CT Name Cleaner
Resolve village and coloquial Connecticut town names, as well as common misspellings of Connecticut town names to their official town names.
This is based on an R package of the same name by my colleague Andrew Ba Tran.
This installs a command line script, ctclean, as well as a library particularly meant for use within Jupyter notebooks.
by Jake Kara, jake@jakekara.com
Latest version
0.10.1
Installation
pip install ctnamecleaner
Command line util
Usage:
$ ctclean New\ Preston
WASHINGTON
$ ctclean "New Preston"
WASHINGTON
When nothing is found, return None:
$ ctclean NotGonnaFindItsVille
None
Set a custom value to return on error with the --error or -e flag:
$ ctclean NotGonnaFindItsVille --error "Ruh Roh"
Ruh Roh
Use with Pandas dataframes
See HELP.txt in this directory and the Notebook in the demo/ folder in this repo for an example of translating an entire column with the clean, clean_col and the clean_dataframe() method. clean_dataframe uses pandas' DataFrame.join() method, so it's faster than using the cean() method and applying it with a lambda function yourself.
Extending with other data
Not in CT? Want to map other things? Just make a spreadsheet and put it anywhere, online or locally, that Pandas .read_csv() can open, and then use the constructor to customize the lookup class.

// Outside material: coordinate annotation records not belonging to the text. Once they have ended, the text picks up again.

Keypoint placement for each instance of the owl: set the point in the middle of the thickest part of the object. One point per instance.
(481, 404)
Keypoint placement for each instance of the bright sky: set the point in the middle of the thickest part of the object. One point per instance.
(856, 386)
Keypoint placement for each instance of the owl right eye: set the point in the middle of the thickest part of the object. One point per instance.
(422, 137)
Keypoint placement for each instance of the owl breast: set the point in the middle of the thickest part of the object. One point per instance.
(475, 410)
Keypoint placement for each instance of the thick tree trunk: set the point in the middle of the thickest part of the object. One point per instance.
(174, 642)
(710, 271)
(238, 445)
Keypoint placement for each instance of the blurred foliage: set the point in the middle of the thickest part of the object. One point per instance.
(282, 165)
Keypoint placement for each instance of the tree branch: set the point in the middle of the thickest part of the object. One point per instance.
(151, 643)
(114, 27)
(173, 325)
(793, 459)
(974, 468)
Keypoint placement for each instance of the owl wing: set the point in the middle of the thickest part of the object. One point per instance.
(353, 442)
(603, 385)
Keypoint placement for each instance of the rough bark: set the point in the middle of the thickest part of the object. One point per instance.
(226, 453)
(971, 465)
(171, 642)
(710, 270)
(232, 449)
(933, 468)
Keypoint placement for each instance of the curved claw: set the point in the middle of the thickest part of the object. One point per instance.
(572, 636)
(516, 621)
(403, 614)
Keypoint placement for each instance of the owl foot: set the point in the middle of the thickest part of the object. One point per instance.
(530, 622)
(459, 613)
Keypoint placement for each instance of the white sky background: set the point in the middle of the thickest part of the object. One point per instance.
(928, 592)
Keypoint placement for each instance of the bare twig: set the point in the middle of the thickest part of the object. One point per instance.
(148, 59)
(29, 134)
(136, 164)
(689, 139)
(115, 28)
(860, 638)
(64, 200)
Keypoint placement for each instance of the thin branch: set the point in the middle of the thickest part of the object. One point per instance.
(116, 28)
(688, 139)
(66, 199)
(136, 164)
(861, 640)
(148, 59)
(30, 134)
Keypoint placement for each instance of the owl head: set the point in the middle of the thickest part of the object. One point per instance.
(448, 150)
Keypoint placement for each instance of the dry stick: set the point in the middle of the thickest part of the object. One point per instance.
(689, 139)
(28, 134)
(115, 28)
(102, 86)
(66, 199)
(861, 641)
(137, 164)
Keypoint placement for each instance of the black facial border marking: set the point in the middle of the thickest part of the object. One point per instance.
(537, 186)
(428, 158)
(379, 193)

>>> l = lookup.Lookup(csv_url="http://path/to/your/sheet",
raw_name_col="something",
clean_name_col="something_else")
Contents of HELP.txt
Below this point is auto documentation from the lookup class generated from help.py:
Help on module ctlookup.lookup in ctlookup:
NAME ctlookup.lookup - Main module for CT Name Cleaner
FILE /Applications/MAMP/htdocs/tdev/pyctnamecleaner/package/ctlookup/lookup.py
CLASSES Lookup
class Lookup
| Lookup class for CT place names, or any other DF for that matter
|
| Methods defined here:
|
| __init__(self, raw_name_col='name', clean_name_col='real.town.name', csv_url=None, use_inet_csv=False)
| Constructor for Lookup
|
| No need to use parameters unless you are specifying a different
| source URL.
|
| Parameters
| -----------
| raw_name_col : string, optional
| The name of the column with input names, like "New Preston"
|
| Only use if you're using a different source spreadsheet.
|
| clean_name_col : string, optional
| The name of the column with out names, like "Washington"
|
| Only use if you're using a different source spreadsheet.
|
| csv_url : string, optional
| A valid local file or remote url to use as an alternative
| source spreadsheet.
|
| use_inet_csv : boolean, optional
| Force a reload of the spreadsheet from the web to reflect any
| new additions since it was bundled with this python package.
|
| Defaults to False. The list doesn't change too much anymore.
|
| clean(self, raw_name, error=None)
| Get a clean place name (e.g. input "New Preston" and get
| "Washington")
|
| Parameters
| ----------
| raw_name : string
| The input name of the place, such as a village or a
| common misspelling of a town name
|
| error : obj, optional
| The default to return if no match is found
|
| Defaults to None
|
| Returns
| -------
| String or the value of None (or anything specified with the error
| parameter) if no match is found
|
| clean_col(self, series, error=None)
| Clean a Pandas Series of place names
|
| Parameters
| ----------
| series : Pandas Series
| A series containing place names that need to be cleaned
|
| error : obj, optional
| Value to use if no match is found for a given place.
|
| Defaults to None
|
| Notes
| -----
| Meant as a less opinionated version of clean_dataframe
|
| clean_dataframe(self, df, town_col, error=None)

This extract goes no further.